Music journalist Gil Kaufman remembered his conversations with Ramone as “all over the place” customary of almost any chat but “really up.” Kaufman conducted one of the last interviews with Dee Dee in March, for the revised liner notes of a Rhino reissue of 1983’s Subterranean Jungle, set for release along with three other Ramones LPs in August.
“I spoke to the two producers of the album, Johnny, their manager, Marky … and of all the people I spoke to, he had the clearest memories of the [Ramones’ heyday]. He remembered everything about the old days, especially the Malibu Diner Deli, where they used to eat regularly. They would always order shrimp cocktails even for breakfast just because they could.”

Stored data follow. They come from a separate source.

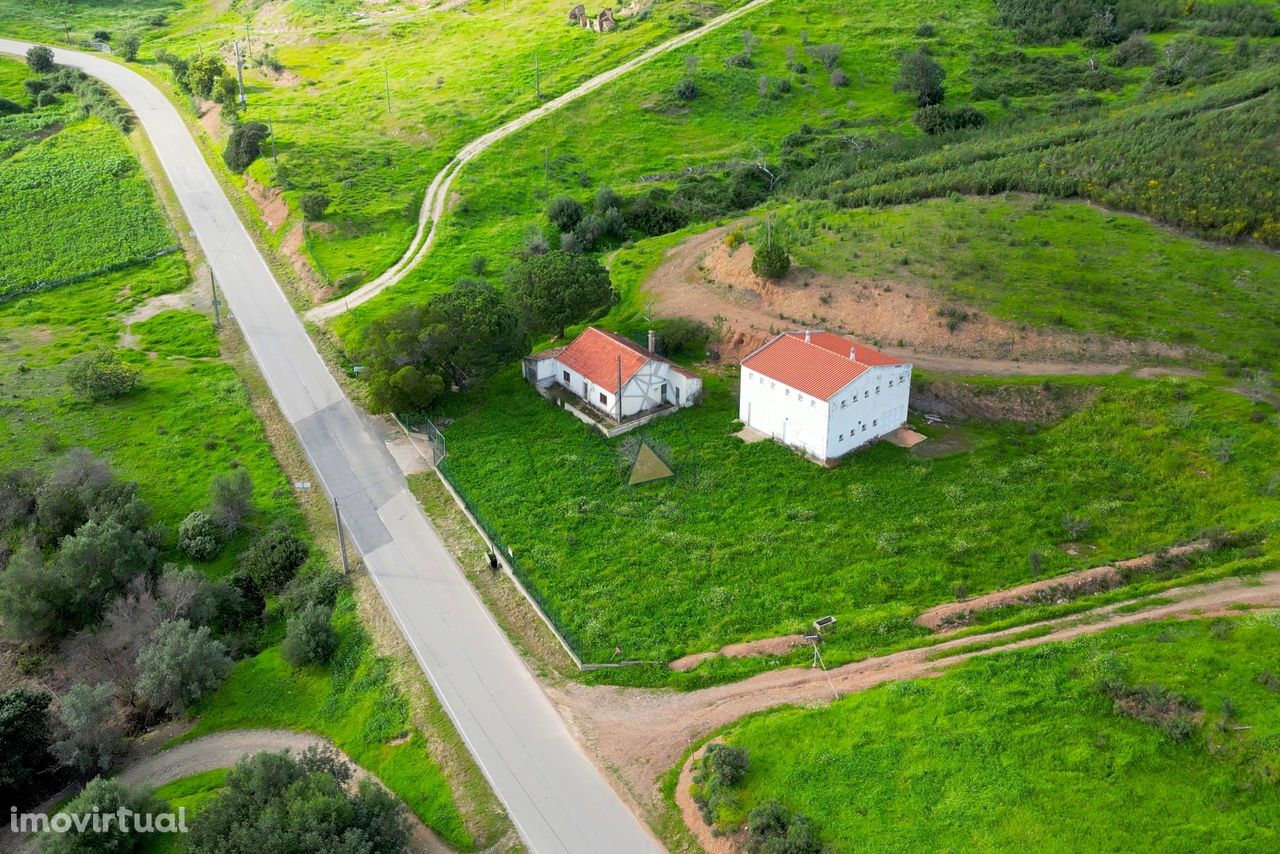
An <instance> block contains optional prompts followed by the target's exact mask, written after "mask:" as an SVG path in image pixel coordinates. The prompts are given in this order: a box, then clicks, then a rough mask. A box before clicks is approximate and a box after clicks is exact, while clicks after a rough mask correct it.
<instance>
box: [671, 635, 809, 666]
mask: <svg viewBox="0 0 1280 854" xmlns="http://www.w3.org/2000/svg"><path fill="white" fill-rule="evenodd" d="M803 643H805V640H804V635H783V636H781V638H763V639H760V640H748V641H745V643H741V644H730V645H727V647H722V648H721V649H719V652H714V653H694V654H692V656H685V657H684V658H677V659H676V661H673V662H671V663H669V665H668V667H671V668H672V670H675V671H680V672H684V671H687V670H692V668H695V667H698V666H699V665H700V663H703V662H704V661H707V659H708V658H713V657H716V656H724V657H726V658H754V657H758V656H782V654H786V653H788V652H791V650H792V649H795V648H796V647H799V645H801V644H803Z"/></svg>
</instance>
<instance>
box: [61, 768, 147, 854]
mask: <svg viewBox="0 0 1280 854" xmlns="http://www.w3.org/2000/svg"><path fill="white" fill-rule="evenodd" d="M120 809H128V810H131V812H133V813H137V814H140V816H151V817H152V818H151V822H152V823H154V826H155V822H156V819H155V818H154V817H155V816H159V814H160V813H165V812H168V810H169V804H166V803H165V802H164V800H160V799H159V798H156V796H155V795H152V794H151V793H150V791H148V790H146V789H132V787H129V786H125V785H124V784H122V782H119V781H116V780H104V778H101V777H95V778H93V780H92V781H90V784H88V785H87V786H84V790H83V791H81V794H78V795H77V796H76V798H74V799H72V800H70V802H69V803H68V804H67V805H65V807H64V808H63V810H64V812H67V813H68V814H70V816H73V817H76V816H79V817H86V818H87V817H91V816H111V814H115V813H116V812H119V810H120ZM142 821H143V823H146V821H147V819H142ZM83 826H84V828H83V830H77V827H76V822H74V821H73V822H72V830H69V831H67V832H65V834H58V832H52V831H51V832H49V834H47V835H45V836H42V837H41V839H40V850H41V851H44V854H82V853H83V854H106V853H111V854H125V853H129V851H143V850H152V849H151V846H150V845H148V844H147V839H148V837H147V835H145V834H133V832H132V830H133V825H132V822H128V823H125V827H124V828H123V830H122V828H120V823H119V822H105V821H104V822H101V823H100V828H99V830H97V831H96V832H95V830H93V826H92V823H90V822H83ZM160 826H163V825H160ZM152 841H154V840H152Z"/></svg>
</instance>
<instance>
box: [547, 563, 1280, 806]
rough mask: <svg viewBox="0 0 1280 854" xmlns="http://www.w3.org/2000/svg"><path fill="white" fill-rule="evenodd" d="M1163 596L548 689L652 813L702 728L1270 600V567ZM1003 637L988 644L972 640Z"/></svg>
mask: <svg viewBox="0 0 1280 854" xmlns="http://www.w3.org/2000/svg"><path fill="white" fill-rule="evenodd" d="M1161 595H1162V597H1164V598H1165V599H1169V602H1165V603H1162V604H1156V606H1152V607H1149V608H1146V609H1143V611H1135V612H1128V613H1125V612H1123V611H1121V608H1123V607H1124V606H1125V604H1126V603H1116V604H1112V606H1107V607H1103V608H1098V609H1096V611H1092V612H1088V613H1085V615H1076V616H1073V617H1064V618H1060V620H1052V621H1047V622H1044V624H1034V625H1037V626H1051V629H1052V630H1051V631H1050V632H1048V634H1044V635H1041V636H1038V638H1024V639H1020V640H1012V638H1014V636H1015V635H1019V634H1021V632H1025V631H1027V630H1028V629H1029V627H1030V626H1019V627H1016V629H1009V630H1005V631H997V632H987V634H977V635H969V636H965V638H957V639H954V640H947V641H943V643H940V644H936V645H933V647H928V648H923V649H909V650H904V652H899V653H893V654H890V656H881V657H876V658H868V659H864V661H860V662H855V663H851V665H845V666H842V667H837V668H835V670H832V671H829V672H823V671H820V670H809V668H790V670H777V671H768V672H764V673H759V675H756V676H753V677H750V679H746V680H742V681H740V682H735V684H731V685H718V686H714V688H708V689H703V690H698V691H687V693H677V691H669V690H641V689H623V688H599V686H586V685H581V684H577V682H571V681H564V682H561V684H558V685H553V686H549V688H548V693H549V694H550V695H552V698H553V700H554V702H556V703H557V705H558V707H559V708H561V711H562V713H563V714H564V716H566V717H567V718H568V720H570V722H571V725H572V727H573V729H575V730H576V731H577V732H579V734H580V735H581V737H582V740H584V743H585V744H588V745H590V746H591V749H593V750H594V752H595V753H596V754H598V757H599V761H600V762H602V763H603V764H605V766H607V767H611V768H613V769H616V772H617V773H618V776H620V777H621V780H622V782H623V784H625V785H626V786H627V787H628V790H631V791H632V793H634V794H635V795H636V796H637V798H640V799H641V802H644V803H645V804H646V807H649V808H650V809H652V810H653V812H657V810H658V807H659V798H660V794H659V791H658V778H659V777H660V776H662V775H663V773H666V772H667V771H668V769H669V768H671V767H672V766H675V764H676V763H677V762H678V761H680V755H681V753H684V750H685V749H687V746H689V745H690V744H692V743H695V741H698V740H700V739H701V737H705V736H707V734H708V732H712V731H713V730H716V729H719V727H722V726H726V725H728V723H732V722H733V721H737V720H739V718H741V717H744V716H746V714H750V713H753V712H759V711H762V709H768V708H773V707H777V705H787V704H790V705H796V704H799V705H806V704H820V703H828V702H831V700H832V699H833V698H835V697H837V695H838V697H842V695H845V694H850V693H852V691H860V690H865V689H868V688H873V686H876V685H879V684H882V682H886V681H891V680H904V679H919V677H925V676H934V675H937V673H940V672H941V671H943V670H945V668H947V667H950V666H954V665H957V663H960V662H964V661H968V659H969V658H973V657H975V656H986V654H989V653H993V652H1004V650H1007V649H1020V648H1024V647H1032V645H1039V644H1046V643H1055V641H1062V640H1070V639H1073V638H1078V636H1080V635H1087V634H1093V632H1098V631H1103V630H1106V629H1112V627H1116V626H1124V625H1132V624H1138V622H1146V621H1152V620H1161V618H1166V617H1192V616H1203V615H1211V613H1220V612H1224V611H1225V609H1229V608H1231V607H1233V606H1252V607H1267V608H1275V607H1280V572H1270V574H1267V575H1263V576H1261V579H1258V580H1257V581H1254V583H1251V581H1245V580H1242V579H1228V580H1224V581H1217V583H1213V584H1207V585H1199V586H1189V588H1176V589H1172V590H1167V592H1165V593H1162V594H1161ZM1002 639H1005V640H1007V643H1005V644H1004V645H1000V647H997V648H992V649H983V650H975V649H973V648H972V647H973V644H980V643H991V641H997V643H998V641H1001V640H1002Z"/></svg>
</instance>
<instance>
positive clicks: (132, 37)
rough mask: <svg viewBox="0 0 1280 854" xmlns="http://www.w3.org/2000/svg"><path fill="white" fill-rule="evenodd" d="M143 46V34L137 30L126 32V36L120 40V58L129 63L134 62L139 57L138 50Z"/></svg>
mask: <svg viewBox="0 0 1280 854" xmlns="http://www.w3.org/2000/svg"><path fill="white" fill-rule="evenodd" d="M141 47H142V36H140V35H138V33H136V32H127V33H124V38H122V40H120V58H122V59H124V61H127V63H132V61H134V60H137V58H138V50H140V49H141Z"/></svg>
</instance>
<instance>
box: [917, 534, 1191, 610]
mask: <svg viewBox="0 0 1280 854" xmlns="http://www.w3.org/2000/svg"><path fill="white" fill-rule="evenodd" d="M1208 547H1210V543H1208V540H1198V542H1196V543H1188V544H1185V545H1175V547H1174V548H1171V549H1169V551H1167V552H1164V553H1160V554H1156V553H1152V554H1143V556H1142V557H1135V558H1130V560H1128V561H1119V562H1116V563H1115V565H1108V566H1096V567H1093V568H1089V570H1080V571H1079V572H1069V574H1068V575H1059V576H1056V577H1052V579H1043V580H1041V581H1032V583H1029V584H1020V585H1018V586H1016V588H1010V589H1007V590H996V592H993V593H987V594H984V595H980V597H974V598H972V599H965V600H964V602H947V603H946V604H940V606H937V607H936V608H929V609H928V611H925V612H924V613H922V615H920V616H919V617H916V618H915V625H918V626H924V627H925V629H929V630H932V631H955V630H957V629H961V627H964V626H966V625H969V622H970V621H972V617H973V615H975V613H978V612H979V611H991V609H992V608H1001V607H1004V606H1010V604H1062V603H1066V602H1070V600H1071V599H1078V598H1079V597H1082V595H1088V594H1091V593H1100V592H1102V590H1111V589H1112V588H1117V586H1120V585H1123V584H1124V583H1125V575H1126V574H1128V572H1142V571H1146V570H1151V568H1152V567H1155V566H1156V562H1157V560H1160V558H1161V557H1162V556H1164V554H1167V556H1172V557H1179V556H1183V554H1190V553H1192V552H1198V551H1203V549H1206V548H1208Z"/></svg>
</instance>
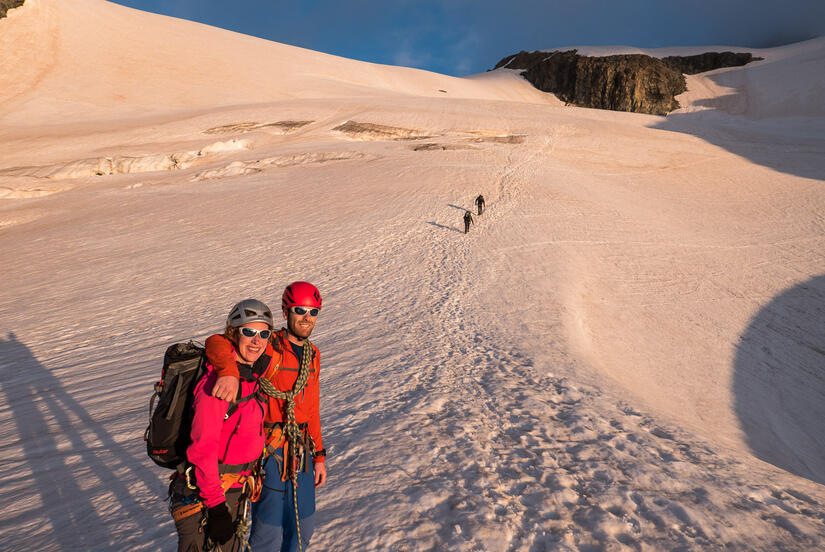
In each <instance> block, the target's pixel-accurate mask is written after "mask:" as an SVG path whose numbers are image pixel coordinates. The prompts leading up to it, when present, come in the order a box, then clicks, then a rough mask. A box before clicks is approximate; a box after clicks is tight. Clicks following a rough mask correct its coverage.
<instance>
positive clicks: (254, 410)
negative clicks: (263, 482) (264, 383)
mask: <svg viewBox="0 0 825 552" xmlns="http://www.w3.org/2000/svg"><path fill="white" fill-rule="evenodd" d="M206 370H207V371H206V374H205V375H204V376H203V378H201V380H200V381H199V382H198V384H197V386H196V387H195V401H194V403H193V407H194V409H195V414H194V418H193V420H192V434H191V435H192V444H191V445H189V448H188V449H186V456H187V458H188V460H189V462H190V463H191V464H193V465H194V466H195V476H196V478H197V482H198V488H199V489H200V494H201V498H202V499H203V503H204V504H205V505H206V507H207V508H211V507H212V506H217V505H218V504H220V503H221V502H224V500H225V497H224V495H223V490H222V489H221V478H220V475H219V473H218V462H221V463H223V464H246V463H247V462H253V461H254V460H257V459H258V457H259V456H260V455H261V452H262V451H263V448H264V426H263V422H264V415H265V414H266V403H264V405H262V404H261V403H259V402H258V401H257V400H256V399H251V400H248V401H246V402H242V403H240V404H239V405H238V408H237V410H235V412H234V413H233V414H232V416H230V417H229V419H228V420H224V416H225V415H226V412H227V409H228V408H229V403H228V402H226V401H224V400H221V399H216V398H215V397H213V396H212V395H211V393H212V388H213V387H214V386H215V382H216V381H217V378H218V376H217V373H216V372H215V369H214V367H213V366H212V365H211V364H207V365H206ZM240 384H241V396H243V397H245V396H247V395H249V394H250V393H252V392H254V391H255V390H256V388H257V387H258V383H257V382H254V383H250V382H248V381H245V380H241V382H240ZM241 473H249V470H246V471H243V472H241Z"/></svg>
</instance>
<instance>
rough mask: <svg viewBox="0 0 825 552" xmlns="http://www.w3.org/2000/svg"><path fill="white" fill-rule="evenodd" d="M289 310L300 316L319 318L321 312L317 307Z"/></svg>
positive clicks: (306, 307)
mask: <svg viewBox="0 0 825 552" xmlns="http://www.w3.org/2000/svg"><path fill="white" fill-rule="evenodd" d="M289 310H291V311H292V312H293V313H294V314H297V315H298V316H303V315H305V314H309V315H310V316H318V313H319V312H320V311H321V309H319V308H316V307H289Z"/></svg>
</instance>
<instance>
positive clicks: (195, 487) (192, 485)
mask: <svg viewBox="0 0 825 552" xmlns="http://www.w3.org/2000/svg"><path fill="white" fill-rule="evenodd" d="M194 467H195V466H189V467H188V468H186V470H185V471H184V472H183V476H184V477H185V478H186V487H187V488H188V489H192V490H193V491H197V490H198V486H197V485H195V484H193V483H192V480H193V479H194V476H193V474H192V469H193V468H194Z"/></svg>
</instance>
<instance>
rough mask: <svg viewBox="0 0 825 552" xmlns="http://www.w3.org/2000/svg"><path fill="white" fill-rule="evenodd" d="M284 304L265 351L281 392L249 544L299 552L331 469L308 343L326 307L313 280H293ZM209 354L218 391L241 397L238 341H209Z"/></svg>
mask: <svg viewBox="0 0 825 552" xmlns="http://www.w3.org/2000/svg"><path fill="white" fill-rule="evenodd" d="M281 307H282V310H283V315H284V318H285V319H286V322H287V326H286V328H282V329H281V330H279V331H278V332H275V333H274V334H273V335H272V339H271V342H270V343H268V344H267V348H266V351H265V354H269V355H271V356H272V358H273V359H274V361H275V362H273V363H272V366H273V367H272V368H271V369H270V370H268V371H267V372H266V373H265V374H264V375H263V377H264V378H266V379H267V380H268V381H269V382H270V383H272V387H274V389H271V394H270V393H268V394H270V399H269V401H270V402H269V414H268V416H267V418H266V419H265V422H264V425H265V427H266V431H267V433H268V434H267V452H268V455H267V457H266V459H265V460H264V465H263V469H264V472H265V477H264V486H263V491H262V493H261V498H260V500H259V501H258V502H256V503H255V504H253V508H252V533H251V537H250V541H249V544H250V546H252V548H253V549H254V550H272V551H278V550H279V551H282V552H286V551H293V550H297V549H298V540H299V539H300V541H301V545H302V548H303V547H306V546H307V545H308V544H309V539H310V537H311V535H312V532H313V529H314V516H313V514H314V513H315V488H316V487H320V486H322V485H323V484H324V483H325V482H326V479H327V470H326V465H325V464H324V460H325V459H326V450H325V449H324V446H323V439H322V435H321V418H320V413H319V386H318V379H319V375H320V370H321V353H320V352H319V351H318V349H317V348H316V347H315V345H312V344H311V343H310V342H309V339H308V338H309V336H310V334H311V333H312V330H313V329H314V328H315V322H316V321H317V317H318V314H319V312H320V310H321V294H320V293H319V292H318V289H317V288H316V287H315V286H313V285H312V284H310V283H308V282H293V283H292V284H290V285H288V286H287V287H286V289H284V293H283V297H282V299H281ZM307 345H309V347H310V348H309V349H308V350H306V346H307ZM206 356H207V359H208V360H209V362H210V363H211V364H212V365H213V366H215V367H216V370H217V372H218V376H219V379H218V381H217V382H216V385H215V387H214V389H213V392H212V394H213V395H214V396H215V397H219V398H222V399H224V400H230V401H231V400H235V399H236V397H237V384H238V375H237V367H236V363H235V362H234V356H233V349H232V344H231V343H230V342H228V341H226V340H225V339H224V338H223V337H222V336H220V335H214V336H212V337H210V338H209V339H207V340H206ZM230 358H232V362H229V359H230ZM310 457H311V462H310ZM293 494H295V495H296V496H297V506H298V507H297V512H296V511H295V510H296V508H295V503H294V502H293ZM296 514H297V517H296Z"/></svg>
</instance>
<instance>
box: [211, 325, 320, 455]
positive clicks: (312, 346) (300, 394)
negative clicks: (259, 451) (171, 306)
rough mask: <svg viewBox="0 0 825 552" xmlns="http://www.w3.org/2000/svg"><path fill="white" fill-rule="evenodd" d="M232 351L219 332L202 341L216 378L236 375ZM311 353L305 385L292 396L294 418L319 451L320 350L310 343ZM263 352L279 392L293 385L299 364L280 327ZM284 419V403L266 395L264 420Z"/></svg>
mask: <svg viewBox="0 0 825 552" xmlns="http://www.w3.org/2000/svg"><path fill="white" fill-rule="evenodd" d="M273 345H274V346H273ZM233 351H234V349H233V347H232V343H231V342H230V341H229V340H228V339H227V338H226V337H224V336H223V335H222V334H215V335H213V336H211V337H209V339H207V340H206V359H207V360H208V361H209V363H210V364H212V365H213V366H214V367H215V370H216V372H217V374H218V377H222V376H234V377H236V378H237V377H239V374H238V366H237V364H236V362H235V355H234V352H233ZM312 352H313V356H312V363H311V364H310V366H309V377H308V378H307V384H306V386H305V387H304V389H303V390H302V391H301V392H300V393H299V394H298V396H297V397H295V421H296V422H298V423H299V424H303V423H305V424H307V431H308V432H309V435H310V437H312V441H313V442H314V443H315V450H321V449H323V448H324V442H323V439H322V437H321V414H320V411H319V396H320V391H319V388H318V376H319V375H320V372H321V353H320V351H318V348H317V347H316V346H315V345H313V346H312ZM264 354H267V355H270V356H272V359H273V362H274V363H275V364H276V365H277V369H276V371H275V373H274V374H273V376H272V377H271V378H270V381H271V382H272V384H273V385H274V386H275V387H276V388H277V389H278V390H279V391H284V392H286V391H289V390H291V389H292V387H293V386H294V385H295V380H297V379H298V370H299V368H300V367H301V363H300V360H299V359H298V358H296V357H295V354H294V353H293V352H292V347H290V346H289V343H288V342H287V339H286V329H285V328H281V329H280V330H279V331H277V332H275V333H273V334H272V338H271V340H270V342H269V343H267V345H266V351H265V352H264ZM285 420H286V402H285V401H283V400H281V399H275V398H272V397H270V398H269V412H268V414H267V416H266V419H265V420H264V421H265V422H267V423H272V422H284V421H285ZM324 460H325V457H324V456H317V457H315V458H314V459H313V461H314V462H323V461H324Z"/></svg>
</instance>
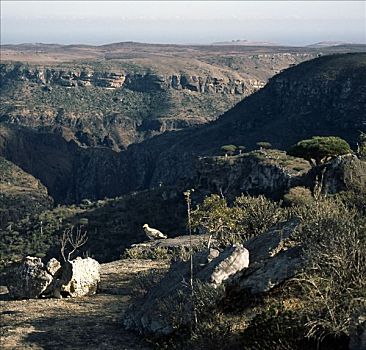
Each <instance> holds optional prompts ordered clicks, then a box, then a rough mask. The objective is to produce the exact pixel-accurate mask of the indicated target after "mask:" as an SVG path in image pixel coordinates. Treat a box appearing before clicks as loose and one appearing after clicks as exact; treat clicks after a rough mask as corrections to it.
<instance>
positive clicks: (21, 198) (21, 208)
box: [0, 157, 53, 228]
mask: <svg viewBox="0 0 366 350" xmlns="http://www.w3.org/2000/svg"><path fill="white" fill-rule="evenodd" d="M0 174H1V175H0V228H4V227H5V226H7V225H10V226H11V224H12V223H14V222H18V221H19V220H21V219H24V218H25V217H26V216H32V215H35V214H38V213H41V212H42V211H44V210H47V209H50V208H52V206H53V199H52V198H51V197H50V196H49V195H48V192H47V188H46V187H45V186H44V185H43V184H42V183H41V182H40V181H39V180H38V179H36V178H34V177H33V176H32V175H30V174H27V173H26V172H24V171H23V170H22V169H20V168H19V167H17V166H16V165H14V164H13V163H11V162H9V161H8V160H6V159H4V158H3V157H0Z"/></svg>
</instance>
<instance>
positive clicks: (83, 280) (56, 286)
mask: <svg viewBox="0 0 366 350" xmlns="http://www.w3.org/2000/svg"><path fill="white" fill-rule="evenodd" d="M99 282H100V265H99V263H98V262H97V261H96V260H94V259H92V258H85V259H82V258H80V257H78V258H76V259H74V260H71V261H68V262H66V263H65V264H64V266H63V267H62V275H61V277H60V279H59V280H57V281H56V283H55V295H56V296H58V294H59V293H60V294H61V295H68V296H70V297H81V296H84V295H92V294H95V293H96V291H97V288H98V283H99Z"/></svg>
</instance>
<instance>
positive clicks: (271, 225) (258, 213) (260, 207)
mask: <svg viewBox="0 0 366 350" xmlns="http://www.w3.org/2000/svg"><path fill="white" fill-rule="evenodd" d="M285 214H286V212H285V210H284V209H282V208H281V205H280V203H276V202H273V201H271V200H269V199H267V198H266V197H264V196H258V197H251V196H245V195H241V196H240V197H237V198H236V199H235V201H234V204H233V206H232V207H229V206H228V204H227V202H226V200H225V199H224V198H221V197H220V196H218V195H211V196H210V197H206V199H205V200H204V202H203V203H202V205H199V206H197V208H196V209H195V210H193V211H192V226H193V228H195V229H200V230H201V231H204V233H208V234H210V235H213V236H215V238H216V239H217V240H218V241H219V243H221V244H222V245H227V244H232V243H242V242H244V241H246V240H248V239H249V238H251V237H254V236H257V235H259V234H261V233H263V232H265V231H266V230H268V229H269V228H270V227H272V226H274V225H275V224H277V223H278V222H280V221H281V220H283V219H284V217H285Z"/></svg>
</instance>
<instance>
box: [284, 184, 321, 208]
mask: <svg viewBox="0 0 366 350" xmlns="http://www.w3.org/2000/svg"><path fill="white" fill-rule="evenodd" d="M283 201H284V203H285V204H287V205H290V206H294V205H296V206H301V205H305V204H311V203H312V202H313V201H314V198H313V195H312V194H311V191H310V190H309V189H307V188H305V187H301V186H298V187H293V188H290V190H289V191H288V193H286V194H285V195H284V196H283Z"/></svg>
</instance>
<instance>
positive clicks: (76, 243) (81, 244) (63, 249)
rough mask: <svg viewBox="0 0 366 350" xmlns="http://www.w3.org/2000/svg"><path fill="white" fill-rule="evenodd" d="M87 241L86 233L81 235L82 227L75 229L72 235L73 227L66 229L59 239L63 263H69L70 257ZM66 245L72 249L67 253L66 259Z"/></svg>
mask: <svg viewBox="0 0 366 350" xmlns="http://www.w3.org/2000/svg"><path fill="white" fill-rule="evenodd" d="M87 240H88V237H87V231H85V232H84V233H83V231H82V227H77V228H76V232H75V233H74V227H70V228H67V229H66V230H65V231H64V232H63V234H62V238H61V241H60V242H61V255H62V257H63V259H64V261H65V262H66V261H70V259H71V255H72V254H73V253H74V252H75V251H76V250H77V249H78V248H80V247H81V246H83V245H84V244H85V243H86V241H87ZM67 245H70V246H71V247H72V250H71V251H70V252H69V253H68V255H67V259H66V256H65V249H66V247H67Z"/></svg>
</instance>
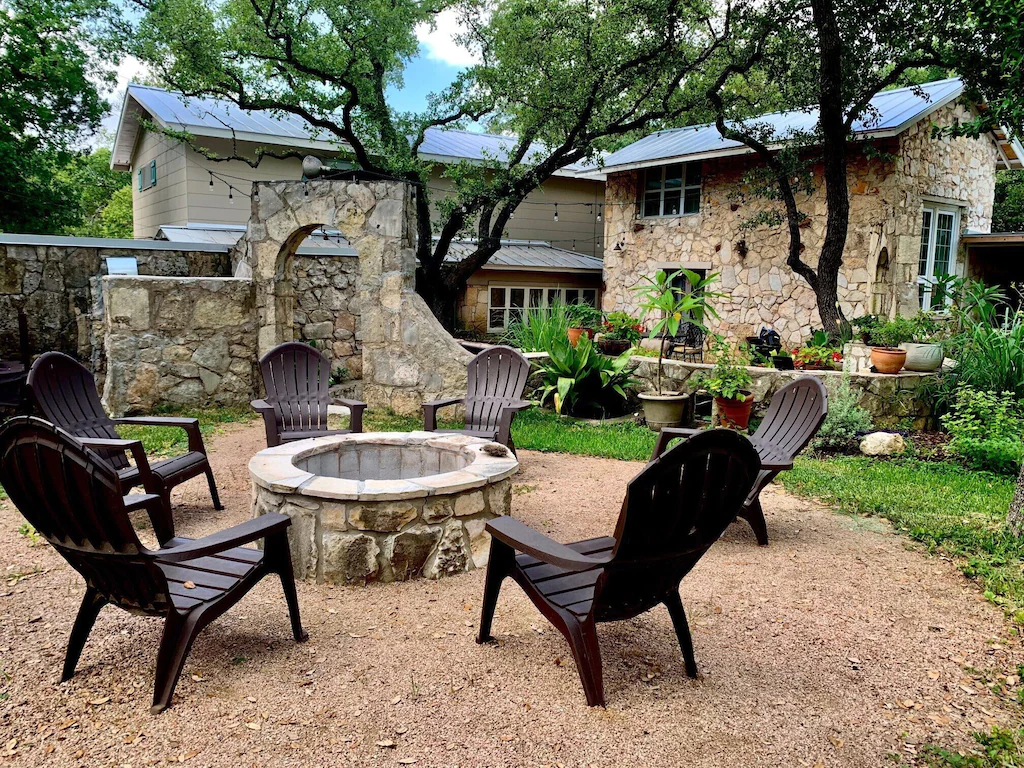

“Sometimes I wish I could go back in time and have a nice dinner with the band,” Ramone told Kaufman, who noted that Dee Dee was probably the most well-liked among the bandmembers. Johnny and Joey couldn’t stand each other, Kaufman said, and Marky could be distant, but everyone (almost) always loved Dee Dee and he always loved them, to the end.
“There’s nothing wrong with anybody in the Ramones, I like them better than anyone else,” Ramone said.
The Ramones had made a little bit of money from their previous releases by
the time of Subterranean Jungle’s release. While the other three guys moved to Manhattan, Dee Dee remained in Queens, becoming the “richest teenager in the neighborhood.” Still buying pot from the same guy in the schoolyard, but making the scene in a shiny, new Camaro.
While Dee Dee’s friends and fans sought solace from the fond memories, others equated the loss of half the original Ramones as more sand sifting through punk’s hourglass.
“I’m too sad to even write straight right now,” Daniel, 23, from Brazil wrote to MTV News. “Joey and Dee Dee made a greater contribution to Western culture than most people, even fans, believe. Their work will never fade away like they did.”
“To lose Dee Dee so soon after Joey is unbearable,” noted 42-year-old Lynette from Detroit. “Punk’s not dead yet, but its pulse is getting weaker.”
Dee Dee was more than the Ramones’ bassist. After leaving the Ramones, he continued to write songs for them, formed another band (the Chinese Dragons) and launched a solo career that spawned two albums and a best-of set.
When not strapped with a bass, Dee Dee authored two books: the autobiography Lobotomy: Surviving The Ramones; and a fictionalized account of his last few years in New York, Chelsea Horror Hotel, in which he describes being tormented by the ghosts of friends Sid Vicious, Johnny Thunders and Stiv Bators, as well as various specters that supposedly haunt the infamous hotel. He was working on a third book, Legend of a Rock Star, about his post-Ramones career, when he died.
Dee Dee was also a painter, specializing in a bright, cartoon-ish style, who’s had several pieces of his work displayed in galleries. Additionally, he was a poet, reciting original work at a three-week festival celebrating the Beat Generation, held at the Knitting Factory in Los Angeles in late April.
Throughout his other endeavors, the music didn’t stop, though. He and his solo band were scheduled to play a show at San Francisco’s Pound SF on Saturday (June 8).
“He was a little kid who would get into trouble sometimes, but he always had a great heart, and he was incredibly creative,” said longtime Ramones songwriter and producer Daniel Rey, who claimed Dee Dee sounded “better than ever” when he spoke with him by phone a week ago. The last Rey saw him in person was last month, when he, Dee Dee and C.J. Ramone played a set together at New York’s Roseland.
“He was painting and he was really enjoying that,” Rey continued. “He was writing books and he was going to start working on another record … Dee Dee was always creative and liked to put stuff out — sometimes too quickly, but he always had to be doing something. He just needed to work.”
“Dee Dee Ramone was the Ramones,” summed up Nicole, 15, from Salisbury, North Carolina. “He was everything, more than any of the other Ramones. He was an artist, writer and musician, everything I want to be. I always wanted to meet him. I used to think about what I would say or ask. Now I’ll never have the chance.”